When correlation analysis was performed for each score of the BIS sub-scales, the GM volume in ROIs correlated with the non-planning impulsivity scale of BIS at the level of the left pre/subgenual ACC (BA 32) and DLPFC (BA 47), bilateral middle ACC (BA 24/32), and right medial OFC (BA 11), In addition, a positive correlation was observed in the superior temporal gyrus (x = −48, y = 14, z = −6, T = 5.95, BA 38) and the right parahippocampal gyrus (x = 38, y = −48, z = 1, T = 6.76, BA 19) in whole brain level analysis. The left DLPFC (BA 10/46) and bilateral MePFC GM (BA 10/11) volumes were significantly correlated with the attention related impulsivity scale (Table 2; Fig. 2). There were no significant correlations between regional GM volumes and the motor impulsivity scale of BIS.

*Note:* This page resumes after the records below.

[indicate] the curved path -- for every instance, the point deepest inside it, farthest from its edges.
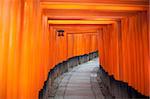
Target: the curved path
(80, 83)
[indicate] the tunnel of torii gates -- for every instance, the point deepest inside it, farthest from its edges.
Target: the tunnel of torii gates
(30, 46)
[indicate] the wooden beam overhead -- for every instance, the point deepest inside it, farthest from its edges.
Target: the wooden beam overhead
(81, 22)
(94, 6)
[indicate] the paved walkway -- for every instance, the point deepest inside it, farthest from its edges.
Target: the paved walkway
(80, 83)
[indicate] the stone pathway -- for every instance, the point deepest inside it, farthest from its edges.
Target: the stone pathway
(80, 83)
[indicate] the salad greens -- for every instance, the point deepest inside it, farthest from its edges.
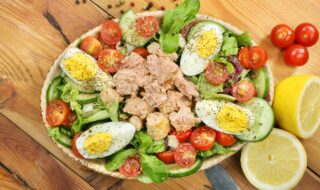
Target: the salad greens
(216, 149)
(174, 21)
(118, 159)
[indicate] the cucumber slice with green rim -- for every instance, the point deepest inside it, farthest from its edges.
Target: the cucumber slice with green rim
(263, 120)
(52, 92)
(87, 98)
(260, 80)
(198, 26)
(130, 35)
(177, 171)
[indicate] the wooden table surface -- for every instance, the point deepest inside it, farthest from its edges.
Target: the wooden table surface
(34, 32)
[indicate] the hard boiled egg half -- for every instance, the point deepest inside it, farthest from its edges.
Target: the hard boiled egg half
(205, 43)
(104, 139)
(84, 70)
(224, 116)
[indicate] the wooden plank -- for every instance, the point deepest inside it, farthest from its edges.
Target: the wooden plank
(9, 182)
(32, 163)
(31, 38)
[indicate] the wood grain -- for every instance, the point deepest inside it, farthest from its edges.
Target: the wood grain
(29, 43)
(8, 181)
(32, 163)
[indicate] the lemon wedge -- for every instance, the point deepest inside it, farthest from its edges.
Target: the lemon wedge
(297, 105)
(278, 162)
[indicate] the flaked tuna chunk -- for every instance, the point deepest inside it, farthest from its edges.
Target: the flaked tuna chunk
(155, 49)
(154, 94)
(133, 60)
(158, 126)
(137, 122)
(186, 87)
(183, 119)
(138, 107)
(110, 95)
(125, 82)
(175, 101)
(162, 68)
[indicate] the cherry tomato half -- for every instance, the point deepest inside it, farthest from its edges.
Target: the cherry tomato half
(131, 168)
(203, 137)
(282, 36)
(57, 112)
(243, 91)
(182, 136)
(110, 60)
(92, 46)
(185, 155)
(111, 32)
(296, 55)
(225, 139)
(253, 57)
(73, 145)
(166, 156)
(143, 52)
(306, 34)
(147, 26)
(216, 73)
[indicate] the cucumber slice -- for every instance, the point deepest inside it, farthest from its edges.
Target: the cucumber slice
(198, 26)
(87, 98)
(263, 120)
(177, 171)
(130, 35)
(260, 80)
(52, 92)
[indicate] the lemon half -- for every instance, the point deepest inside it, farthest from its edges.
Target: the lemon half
(278, 162)
(297, 105)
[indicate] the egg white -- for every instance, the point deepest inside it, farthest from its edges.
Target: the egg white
(191, 63)
(207, 110)
(121, 132)
(98, 83)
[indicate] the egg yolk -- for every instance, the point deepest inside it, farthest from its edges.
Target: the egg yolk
(232, 119)
(97, 143)
(206, 44)
(80, 67)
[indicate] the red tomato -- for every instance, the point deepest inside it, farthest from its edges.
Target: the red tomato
(143, 52)
(182, 136)
(111, 32)
(147, 26)
(216, 73)
(282, 36)
(225, 139)
(203, 137)
(166, 156)
(57, 112)
(131, 168)
(243, 91)
(296, 55)
(72, 117)
(110, 60)
(306, 34)
(185, 155)
(253, 57)
(92, 46)
(73, 145)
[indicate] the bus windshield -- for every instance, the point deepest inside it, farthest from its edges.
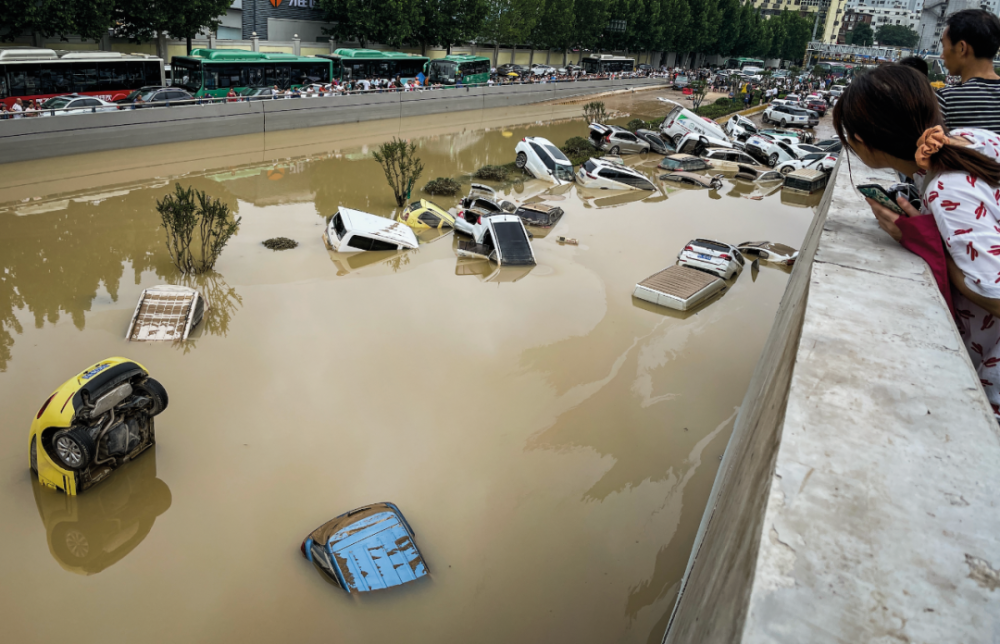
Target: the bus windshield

The ln(k) of the DDT showed some commonalities with the BIS, i.e. positive volumetric correlation in the MePFC including the ACC (BA 24/32) and medial OFC (BA 11) (Table 3; Fig. 3). In addition, GM volume showed a significant negative correlation at the level of the bilateral ventral putamen implying that individuals with lower GM volume in VST had higher impulsive tendency (Table 3; Fig. 3).
Discussion
Using VBM analysis, we observed a relationship between levels of impulsivity and GM volume in several brain structures associated with decision making and the reward network (i.e. DLPFC, MePFC and VST). In particular, while the non-planning impulsivity score presented a widespread correlation within the MePFC including the dorsal ACC and medial OFC, the correlation of attention related impulsivity subscore was more limited to the medial OFC area. Whereas the origin of these differences can be debatable, we could speculate that the larger correlation area observed in the non-planning impulsivity score may be related to the specific and stronger contribution of these regions in the MePFC in reward-based decision-making and learning (Bush et al. 2002) associated with this task.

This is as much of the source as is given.